Within each group of things such as minutes or diaries arranging the material by date is usually best.
Aunt Sally was a leading light in the local branch of the Women’s Institute and kept a lot of their minute books, programmes and photographs, which you now wish to place in the archives. You do a search of our catalogues and find that Bedfordshire Archives has a very large collection from Bedfordshire Women’s Institutes (reference X939) and each institute has already been allocated a reference even if they have yet to deposit any material with us. Within each institute the records are arranged in a particular order to make the records easy to find. You arrange Aunt Sally’s collection into the headings already allocated by the archives service.
3. Sort out duplicates
If you have exact copies of something just keep the one in best condition. If you have a clean copy and an annotated copy then keep both.
By making a search of our online catalogue http://bedsarchivescat.bedford.gov.uk/ you will be able to see descriptions of most of the items that we hold - useful for checking if we have already got something – a printed sale catalogue for example. We do not usually accept duplicates of things we already hold, but there are exceptions to this, such as context within a collection or condition. Let us know if anything you have duplicates something we already have quoting the reference number found on the catalogue and we can advise accordingly.
4. Make a list of the records
Assume we know nothing! The information you give helps us to create a catalogue that is available for researchers so the more detail you can give us the better. For example while we always like to look at photographs if we don’t know where it is, or who it is of, then we are unlikely to accept them. You might know who ‘Mum and Dad’ are, but we don’t so adding people’s full names means we are able to record this information.
We also need to know dates - if you don’t know then give us your best guess. If the letters that Aunt Bessie sent to her sister are undated but you know that she sent them while living in Bedfordshire in the 1980s then tell us this information.
Some material might be of a sensitive nature; it could be that it includes contact information or indiscrete diary entries. Please highlight this on your list. We can still accept the material, but may decide to place a closure on the records in line with the current data protection legislation. Do not worry if you are unsure as to what this means, we can make a detailed examination of the material and decide for ourselves. We can also discuss data control responsibilities should this be relevant.
Use a soft pencil (2B is best) to mark references on the items coinciding to your list.
5. Describe the background to the material and how you got it.

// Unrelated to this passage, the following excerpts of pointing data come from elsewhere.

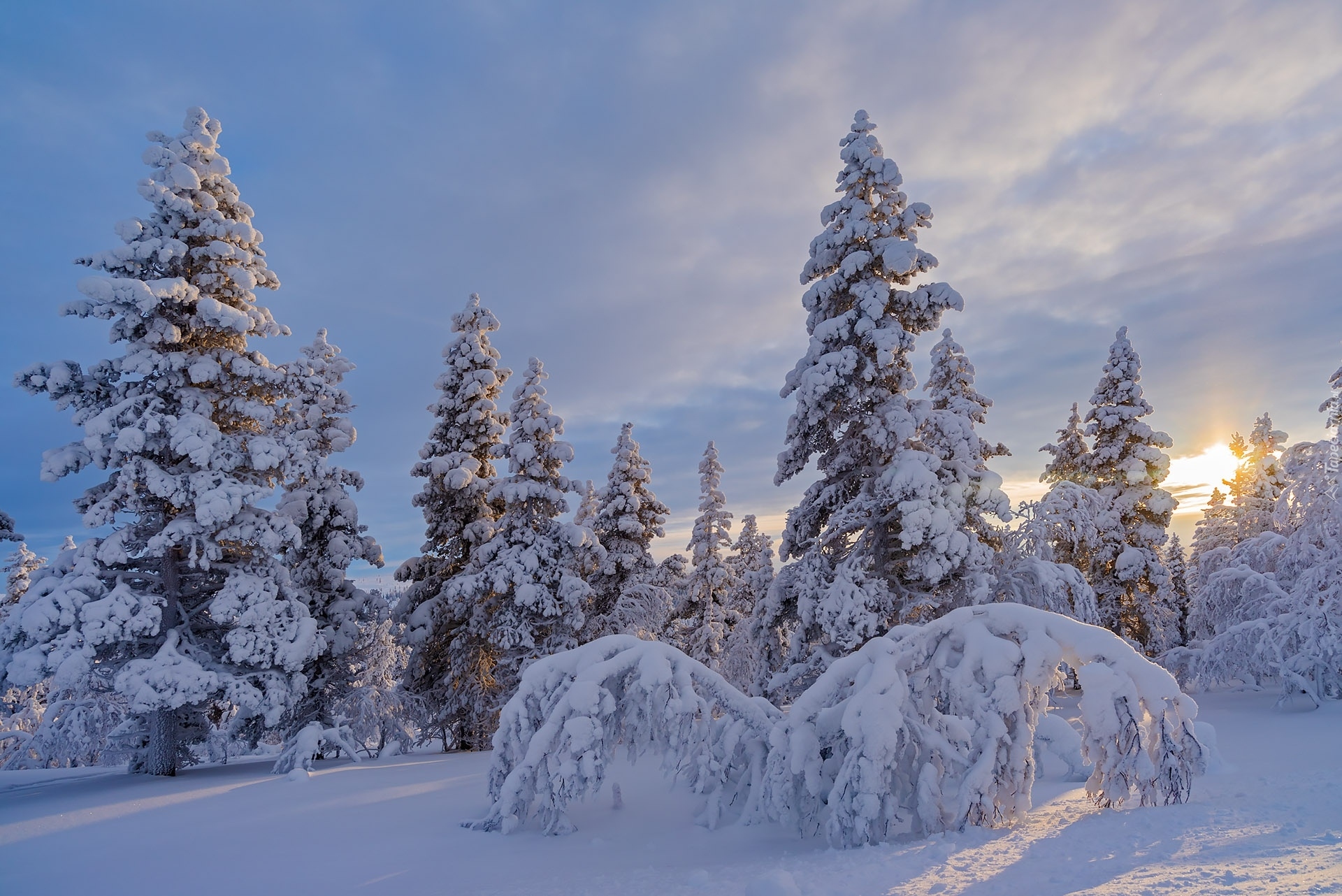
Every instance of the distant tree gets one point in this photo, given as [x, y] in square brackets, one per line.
[588, 505]
[626, 519]
[755, 642]
[874, 530]
[706, 617]
[524, 586]
[456, 684]
[1258, 481]
[1180, 592]
[187, 600]
[1127, 465]
[7, 533]
[19, 568]
[972, 490]
[1072, 454]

One of the most important things for anyone using records for research is to know the background – why was it produced, who produced it, where has it been? The answers to these questions indicate how reliable the information might be.
If the collection is that of a family a simple family tree helps us a great deal. Don’t worry if you don’t know it all just tell us what you can.
6. Remove metal clips and plastic sleeves
Paperclips and staples tend to rust and rust damages paper. Plastic tends to decay and become brittle and it also adds unnecessary bulk to the material. Carefully removing these fasteners protects the paper from them but it also stops piles of paper from being lop sided and bulky. Of course if you remove them you end up with a lot of loose papers so you will want some way of keeping them together. A simple fold of paper is the best method and it means you can also write a pencil note on the enclosing paper as to the contents or the number of the papers on your list.
If things are in ring binders or lever arch files remove them from the file and tie the papers together either using the punched holes or just in a bundle.